Les rebelles touareg ont longtemps refusé la présence de l'armée et de l'Administration maliennes à Kidal.Jusqu'à la signature, le 18 juin à Ouagadougou, d'un accord avec le gouvernement malien qui a permis le cantonnement dans la ville des hommes du MNLA en parallèle avec l'arrivée, le 5 juillet, de 150 soldats maliens, suivi d'un retour de l'Administration.

Les enlèvements se sont produits au lendemain de violences dans la ville de Kidal entre Touareg et Noirs ayant fait entre les 18 et 19 juillet quatre morts et plusieurs blessés, selon le gouvernement malien.Des boutiques ont été pillées et saccagées, le marché de la ville a été incendié.

Depuis samedi, le calme régnait dans la ville, où ont patrouillé des soldats de l'ONU et de l'armée malienne, selon des résidents.Mais l'inquiétude est montée d'un cran avec la découverte de la bombe artisanale, qui a créé un mouvement de panique, d'après des témoins.

Ces derniers développements font planer le doute sur la possibilité d'organiser la présidentielle à Kidal.
Un des 28 candidats dont les dossiers ont été validés, Tiébilé Dramé, a annoncé le 17 juillet son retrait de la course en dénonçant les conditions de préparation du scrutin, particulièrement à Kidal.

Mais les principaux candidats continuaient de battre campagne.Parmi eux, figurent l'ex-Premier ministre Ibrahim Boubacar Keïta, surnommé IBK d'après ses initiales, et l'ex-ministre et ex-haut fonctionnaire ouest-africain Soumaïla Cissé, donnés favoris.

Lors d'un meeting samedi à Bamako, M. Cissé a affirmé avoir "de grandes inquiétudes sur des risques de fraudes généralisées" au scrutin, et avoir saisi l'ONU.

Dans d'autres milieux, s'expriment des préoccupations sécuritaires pour le Mali, pays de 1.240.000 km2 éprouvé par 18 mois de crise politique et une guerre contre les jihadistes menée avec l'appui déterminant de la France et son opération Serval, ainsi que d'autres troupes étrangères.

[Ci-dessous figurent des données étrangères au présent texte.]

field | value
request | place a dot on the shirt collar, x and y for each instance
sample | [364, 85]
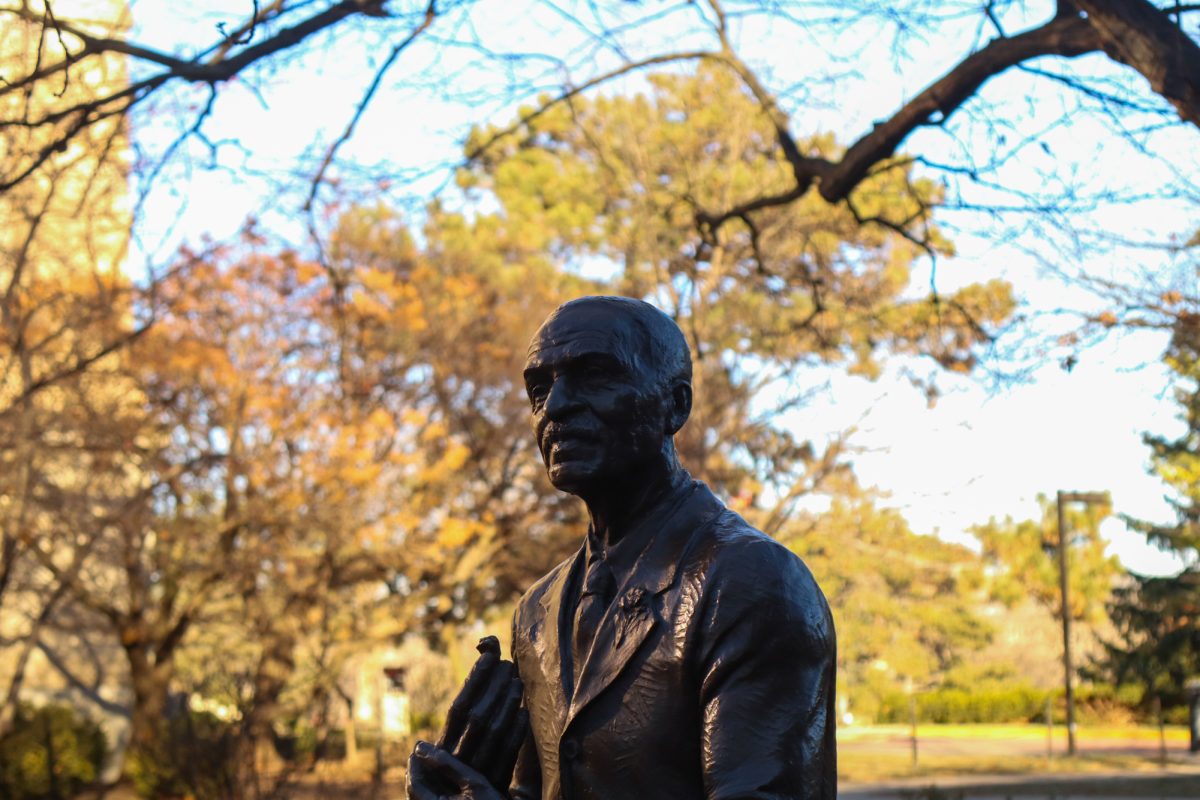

En dépit d'une "dynamique de succès militaires répétés", le Mali n'est pas "complètement stabilisé", a estimé le général Grégoire de Saint-Quentin, qui va prendre la direction des forces spéciales françaises après avoir mené l'opération Serval au Mali.

"Pour ses deux tiers, il a été pendant un an sous la coupe des groupes terroristes qui ont mis à bas toutes les structures administratives et sécuritaires, comme la gendarmerie et la garde nationale.L'armée malienne a été défaite et ses matériels ont été détruits.Il faut du temps pour reconstruire tout cela dans un pays aussi vaste", a-t-il dit à l'hebdomadaire français Journal du Dimanche.